The United States failed to heed the requests of the Afghan government’s negotiating team, according to the Special Inspector of the United States of America, who wrote in a section of their analytical report that Washington concluded negotiations with the Taliban without taking the demands of the previous Afghan government into account. This report claims that Washington kept Mohammad Ashraf Ghani in the dark about the details of the Doha agreement, unaware of the shift in the U.S. strategy toward Afghanistan. An Afghan army general told the Special Inspector that the recent change in the U.S. strategy toward the Taliban had left Afghan soldiers uncertain of when American forces would come to their aid, which was the cause of their increasing mistrust of the United States.
According to a SIGAR analysis, the United States of America had prepared the Afghan military forces in such a way that they were unable to act independently. Although they had completed various training courses, they were unable to reach the level of capability of independent forces. SIGAR attributed this to the lack of cooperation between Washington and Kabul.
Mohammad Ashraf Ghani eventually departed Kabul, leading to the collapse of the Republic of Afghanistan‘s system, which had been sustained for two decades by international financial aid and NATO military aid.

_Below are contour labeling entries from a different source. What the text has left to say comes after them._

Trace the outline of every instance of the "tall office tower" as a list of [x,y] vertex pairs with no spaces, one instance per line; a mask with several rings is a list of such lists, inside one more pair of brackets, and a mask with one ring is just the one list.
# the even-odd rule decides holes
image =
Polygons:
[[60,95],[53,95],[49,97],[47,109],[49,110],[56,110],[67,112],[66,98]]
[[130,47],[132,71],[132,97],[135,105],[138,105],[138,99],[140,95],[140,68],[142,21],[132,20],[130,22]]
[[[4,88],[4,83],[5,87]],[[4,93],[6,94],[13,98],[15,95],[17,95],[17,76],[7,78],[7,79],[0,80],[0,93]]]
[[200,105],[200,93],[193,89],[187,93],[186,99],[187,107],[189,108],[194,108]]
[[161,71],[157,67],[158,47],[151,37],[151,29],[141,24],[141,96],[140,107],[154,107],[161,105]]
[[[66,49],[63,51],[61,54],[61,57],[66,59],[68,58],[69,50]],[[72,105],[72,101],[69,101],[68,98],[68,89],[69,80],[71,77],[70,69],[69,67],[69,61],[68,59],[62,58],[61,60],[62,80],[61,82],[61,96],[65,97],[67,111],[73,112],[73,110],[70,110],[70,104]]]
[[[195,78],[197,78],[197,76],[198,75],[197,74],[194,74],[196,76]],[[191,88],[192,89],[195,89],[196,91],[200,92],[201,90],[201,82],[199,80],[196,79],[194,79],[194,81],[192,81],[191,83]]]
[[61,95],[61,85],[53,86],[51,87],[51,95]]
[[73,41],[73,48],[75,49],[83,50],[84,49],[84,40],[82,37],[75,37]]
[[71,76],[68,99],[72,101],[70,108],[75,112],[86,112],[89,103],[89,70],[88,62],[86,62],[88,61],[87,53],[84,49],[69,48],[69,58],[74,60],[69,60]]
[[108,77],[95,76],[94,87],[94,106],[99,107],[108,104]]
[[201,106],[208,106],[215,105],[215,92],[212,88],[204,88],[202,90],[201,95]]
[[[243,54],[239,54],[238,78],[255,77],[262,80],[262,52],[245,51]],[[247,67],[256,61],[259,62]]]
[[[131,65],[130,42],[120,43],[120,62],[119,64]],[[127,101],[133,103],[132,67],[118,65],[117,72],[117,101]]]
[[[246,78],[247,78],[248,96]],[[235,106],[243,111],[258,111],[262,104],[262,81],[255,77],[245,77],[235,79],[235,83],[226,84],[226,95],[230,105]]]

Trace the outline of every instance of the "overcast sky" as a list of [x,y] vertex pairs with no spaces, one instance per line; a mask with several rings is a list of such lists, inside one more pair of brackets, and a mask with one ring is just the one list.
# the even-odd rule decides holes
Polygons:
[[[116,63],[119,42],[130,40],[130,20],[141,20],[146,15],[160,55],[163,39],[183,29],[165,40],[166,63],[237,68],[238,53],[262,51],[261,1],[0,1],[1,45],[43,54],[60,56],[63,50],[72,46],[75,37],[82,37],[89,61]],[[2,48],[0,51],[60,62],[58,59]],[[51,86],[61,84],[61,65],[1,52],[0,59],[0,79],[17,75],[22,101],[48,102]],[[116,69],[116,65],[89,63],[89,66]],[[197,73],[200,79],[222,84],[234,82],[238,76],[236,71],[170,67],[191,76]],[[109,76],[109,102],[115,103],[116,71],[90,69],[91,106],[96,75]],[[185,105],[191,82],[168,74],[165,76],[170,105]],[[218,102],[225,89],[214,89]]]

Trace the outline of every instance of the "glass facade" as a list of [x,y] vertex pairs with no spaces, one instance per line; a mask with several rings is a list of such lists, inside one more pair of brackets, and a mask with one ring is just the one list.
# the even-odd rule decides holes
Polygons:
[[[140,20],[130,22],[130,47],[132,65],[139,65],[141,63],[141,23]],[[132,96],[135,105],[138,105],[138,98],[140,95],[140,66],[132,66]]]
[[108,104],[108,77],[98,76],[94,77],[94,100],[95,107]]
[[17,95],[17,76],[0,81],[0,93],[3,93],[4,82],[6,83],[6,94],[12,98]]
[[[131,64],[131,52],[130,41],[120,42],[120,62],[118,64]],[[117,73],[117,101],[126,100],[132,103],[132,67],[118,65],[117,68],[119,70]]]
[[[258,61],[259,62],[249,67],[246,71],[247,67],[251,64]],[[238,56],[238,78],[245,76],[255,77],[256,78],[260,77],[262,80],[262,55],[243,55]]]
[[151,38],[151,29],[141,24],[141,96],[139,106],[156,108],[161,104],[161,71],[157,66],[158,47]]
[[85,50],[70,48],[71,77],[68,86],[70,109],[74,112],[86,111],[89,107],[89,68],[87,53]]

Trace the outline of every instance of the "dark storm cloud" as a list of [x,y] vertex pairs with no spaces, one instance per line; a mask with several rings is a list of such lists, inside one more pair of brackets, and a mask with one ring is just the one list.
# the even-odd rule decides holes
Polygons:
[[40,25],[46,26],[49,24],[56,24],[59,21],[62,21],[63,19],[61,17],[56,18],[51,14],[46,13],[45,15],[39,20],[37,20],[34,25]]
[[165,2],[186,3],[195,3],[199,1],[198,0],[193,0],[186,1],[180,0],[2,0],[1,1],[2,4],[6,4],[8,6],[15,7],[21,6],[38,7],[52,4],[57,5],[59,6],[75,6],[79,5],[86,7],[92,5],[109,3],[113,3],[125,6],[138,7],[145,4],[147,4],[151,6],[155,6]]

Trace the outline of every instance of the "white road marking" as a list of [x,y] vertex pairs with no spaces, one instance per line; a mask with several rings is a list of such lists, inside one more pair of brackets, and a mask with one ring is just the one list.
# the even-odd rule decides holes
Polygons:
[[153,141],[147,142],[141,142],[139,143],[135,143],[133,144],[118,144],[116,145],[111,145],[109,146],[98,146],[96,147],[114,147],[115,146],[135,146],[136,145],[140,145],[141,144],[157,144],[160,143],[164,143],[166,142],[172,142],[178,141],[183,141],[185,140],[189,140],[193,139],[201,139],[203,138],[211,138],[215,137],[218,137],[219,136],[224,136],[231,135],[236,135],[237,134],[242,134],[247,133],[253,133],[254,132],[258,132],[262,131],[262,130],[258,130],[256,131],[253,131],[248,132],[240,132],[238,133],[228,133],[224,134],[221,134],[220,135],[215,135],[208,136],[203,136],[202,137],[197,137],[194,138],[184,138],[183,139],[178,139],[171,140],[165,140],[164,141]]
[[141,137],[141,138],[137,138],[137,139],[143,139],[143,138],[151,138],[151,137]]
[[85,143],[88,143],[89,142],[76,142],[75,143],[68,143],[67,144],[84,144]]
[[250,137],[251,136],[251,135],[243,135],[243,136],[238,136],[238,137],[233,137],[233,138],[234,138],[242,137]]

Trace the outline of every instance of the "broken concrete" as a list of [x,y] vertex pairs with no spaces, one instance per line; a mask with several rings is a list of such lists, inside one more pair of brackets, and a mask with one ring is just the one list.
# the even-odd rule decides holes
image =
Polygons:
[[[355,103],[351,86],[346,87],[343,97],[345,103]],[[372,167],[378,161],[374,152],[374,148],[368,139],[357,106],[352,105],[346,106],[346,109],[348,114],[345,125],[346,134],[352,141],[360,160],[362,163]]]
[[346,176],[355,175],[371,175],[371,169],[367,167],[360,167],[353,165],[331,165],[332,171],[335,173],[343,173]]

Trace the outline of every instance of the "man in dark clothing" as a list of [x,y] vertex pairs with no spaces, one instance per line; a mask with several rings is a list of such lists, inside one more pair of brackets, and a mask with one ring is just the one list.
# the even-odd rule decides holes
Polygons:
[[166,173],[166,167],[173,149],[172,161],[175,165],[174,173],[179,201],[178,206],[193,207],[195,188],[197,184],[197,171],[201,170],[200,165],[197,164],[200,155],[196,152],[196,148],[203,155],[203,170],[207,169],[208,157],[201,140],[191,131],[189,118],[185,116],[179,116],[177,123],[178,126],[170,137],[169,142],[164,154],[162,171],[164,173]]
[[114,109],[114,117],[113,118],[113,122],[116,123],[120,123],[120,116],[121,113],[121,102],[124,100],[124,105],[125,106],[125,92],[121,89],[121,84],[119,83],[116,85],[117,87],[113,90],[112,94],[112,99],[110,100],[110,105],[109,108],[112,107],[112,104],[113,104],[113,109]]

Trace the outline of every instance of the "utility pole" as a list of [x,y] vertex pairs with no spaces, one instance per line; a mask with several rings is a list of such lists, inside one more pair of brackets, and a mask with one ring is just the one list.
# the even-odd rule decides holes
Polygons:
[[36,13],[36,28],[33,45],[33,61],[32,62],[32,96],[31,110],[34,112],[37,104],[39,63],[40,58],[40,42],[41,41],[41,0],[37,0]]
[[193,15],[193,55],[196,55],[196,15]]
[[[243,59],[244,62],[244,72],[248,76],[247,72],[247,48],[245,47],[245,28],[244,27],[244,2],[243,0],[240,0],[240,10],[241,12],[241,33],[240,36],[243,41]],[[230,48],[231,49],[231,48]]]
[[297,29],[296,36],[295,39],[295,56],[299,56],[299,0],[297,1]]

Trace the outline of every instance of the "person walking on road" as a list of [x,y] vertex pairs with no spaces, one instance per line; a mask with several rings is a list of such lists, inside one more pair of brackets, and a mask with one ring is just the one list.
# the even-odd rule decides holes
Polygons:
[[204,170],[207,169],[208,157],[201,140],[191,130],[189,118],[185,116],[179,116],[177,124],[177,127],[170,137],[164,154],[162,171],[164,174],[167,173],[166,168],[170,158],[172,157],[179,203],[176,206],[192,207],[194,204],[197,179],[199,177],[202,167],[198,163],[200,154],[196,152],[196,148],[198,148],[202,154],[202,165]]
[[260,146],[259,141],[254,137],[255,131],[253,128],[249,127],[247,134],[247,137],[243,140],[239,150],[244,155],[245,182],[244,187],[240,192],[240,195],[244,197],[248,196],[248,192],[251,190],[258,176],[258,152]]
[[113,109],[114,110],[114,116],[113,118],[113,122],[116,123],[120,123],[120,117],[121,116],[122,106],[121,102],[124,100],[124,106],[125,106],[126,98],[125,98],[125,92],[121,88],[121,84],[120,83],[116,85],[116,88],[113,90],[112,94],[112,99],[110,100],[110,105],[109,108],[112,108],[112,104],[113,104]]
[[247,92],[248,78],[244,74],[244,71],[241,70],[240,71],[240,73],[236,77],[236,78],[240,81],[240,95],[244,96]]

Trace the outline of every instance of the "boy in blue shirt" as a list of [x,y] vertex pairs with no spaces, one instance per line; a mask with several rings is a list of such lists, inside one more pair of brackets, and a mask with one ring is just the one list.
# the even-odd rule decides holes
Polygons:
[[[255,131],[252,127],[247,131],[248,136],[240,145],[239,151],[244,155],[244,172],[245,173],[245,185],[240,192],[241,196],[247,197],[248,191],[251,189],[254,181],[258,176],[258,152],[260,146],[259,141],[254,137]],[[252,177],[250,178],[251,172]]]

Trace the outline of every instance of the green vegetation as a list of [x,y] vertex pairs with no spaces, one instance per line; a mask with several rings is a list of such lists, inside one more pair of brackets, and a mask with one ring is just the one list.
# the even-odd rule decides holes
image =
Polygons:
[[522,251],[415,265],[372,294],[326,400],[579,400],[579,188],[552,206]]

In his television interviews and tweets, Mr. Ghani defended himself and impliedly referred to his departure from Kabul as a “conspiracy“. He highlighted the fact that he was removed from the castle in such a way that he was not even allowed to change his shoes. He was reportedly the last official of the previous government to leave Kabul. Additionally, the former leaders advised people not to believe claims that Ghani had fled Afghanistan to save his life. According to Mr. Ghani, the Doha Agreement signed by the United States of America and the Taliban was a major factor in the downfall of his government. He also stated that the United States of America had been dishonest with him.
Since Ashraf Ghani left Afghanistan, the provisions of the Doha Agreement have not been implemented, according to Zalmai Khalilzad, the former Special Representative of the United States of America for Afghanistan Affairs, who acted as a mediator between the U.S. State Department, the Afghan government, and the Taliban leaders. Mr. Khalilzad has referred to the Doha Agreement as “the ideal framework for solving Afghanistan‘s difficulties“.
For more than eighteen months, the Taliban have been in control of Afghanistan and have claimed that the United States of America has not yet fulfilled the conditions of the Doha Agreement. On the second anniversary of the Agreement, Sohail Shaheen, a member of the Taliban political office based in Qatar, commented that this deal marked a turning point in Afghanistan‘s history and that future generations would remember its benefits. He further noted that the Taliban have not been sanctioned and the current government has not been recognized, among other provisions of the agreement that call for the removal of the names of the Taliban group’s leaders from the UN‘s “blacklist,” the removal of the list of U.S. prizes, and more generally, the removal of their names from the list. He emphasized that the United States should pay attention to this and said that not implementing these measures goes against the Doha Agreement‘s essence.